1. Introduction
CRISPR-mediated epigenome editing represents a cutting-edge technology that merges the precision targeting capabilities of the CRISPR-Cas system with the capacity to modify epigenetic marks on the genome. Epigenome editing technologies provides researchers with a novel approach to explore gene expression regulatory mechanisms, making it a hotspot in therapeutic, genetic and gene function researches. However, both CRISPR/Cas systems and epigenome editing systems can trigger off-target activities, posing challenges to their widespread application. To improve the editing efficiency and minimize the off-target effect, various epigenome editing systems have been developed and applied in different organisms and cell types. As a result, a great number of epigenome editing information has been published subsequently. However, the detailed information is discrete, making it a big challenge for researchers to obtain all current available data to evaluate the precision of different epigenome editing systems and design the optimal sgRNAs of target genes for further functional studies.

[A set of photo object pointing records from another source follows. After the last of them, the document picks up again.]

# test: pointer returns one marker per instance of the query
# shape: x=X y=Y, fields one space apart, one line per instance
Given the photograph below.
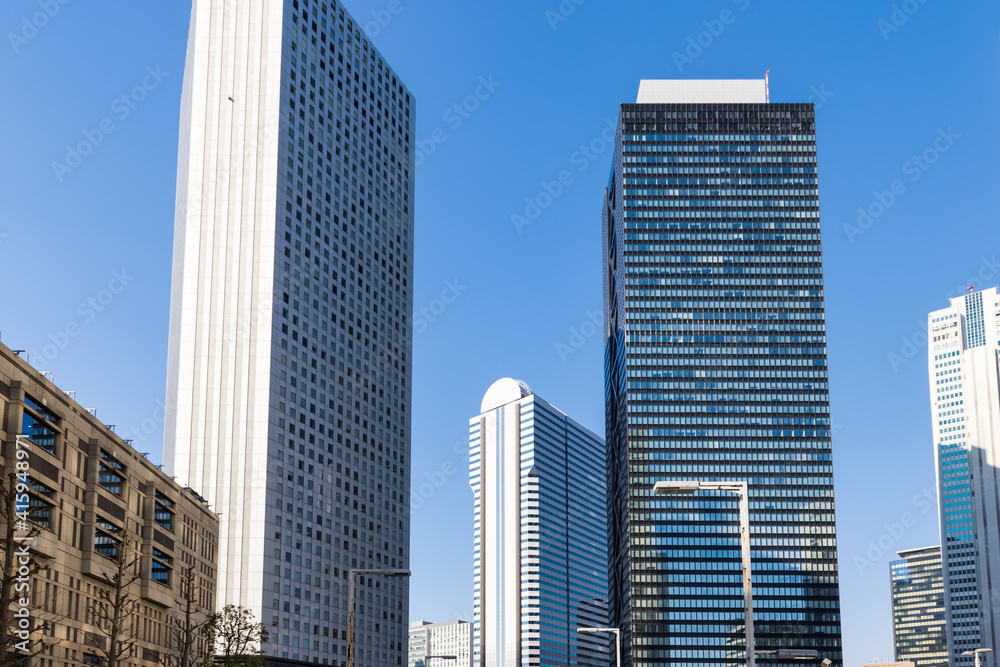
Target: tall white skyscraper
x=289 y=359
x=446 y=644
x=964 y=364
x=540 y=555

Herein, we developed CRISPRepi, a pioneering platform that consolidates extensive data from curated RNA-seq, ChIP-seq, Bisulfite-seq, and ATAC-seq datasets linked to 283 target genes manipulated by diverse epigenome editing methods across 6 species. It covers diverse cell types related to human diseases such as cancers as well as normal cells from published studies. It incorporats multiple annotations including “organisms”, “target gene”, “sgRNA sequences”, “sgRNA coordinate”, “strand direction”, “editing substrate”, “cell/tissue name”, “editing systems” and “cis-regulator element type”. CRISPRepi offers potential editing results from various epigenome editing systems like dCas9-Tet1, dCas9-KRAB, dCas9-LSD1, dCas9-p300, dCas9-SunTag-DNMT3A, and dCas9-VPR. Additionally, to assess off-target effects, we conduct a systematic analysis of gene expression profiles, presenting the fold change in gene expression before and after editing induced by CRISPR-based epigenome editing systems. Moreover, CRISPRepi incorporates tools for comparative analysis and visualization of epigenetic editing outcomes, enabling researchers to assess the efficacy and specificity of different editing strategies. Furthermore, users could search their own sgRNA sequences by inquiring the curated sgRNA sequences to infer the epigenome editing ability with appropriate epigenome systems.
2. Web interface of CRISPRepi
2.1 How to search CRISPRepi?
Users can search through two ways including 'quick search' and 'browse' as shown below.
2.2 Search Result
Search result including 'primary' and 'detail' sections as shown below.
2.3 Find datasets with sgRNA similar to yours
It would be helpful to infer newly designed sgRNA editing potentials with similar sgRNA sequence in editing systems. In order to facilitate users to evaluate the editing efficiency of their own designed sgRNA, we have integrated a similarity search tool into the database.
2.4 sgRNA efficiency prediction
We have developed a functional module for predicting sgRNA efficiency in CRISPepi. The efficiency of sgRNAs was predicted using the EpiCas-DL tool which is a deep learning-based framework specifically designed for predicting sgRNA activity in CRISPR-mediated epigenome editing.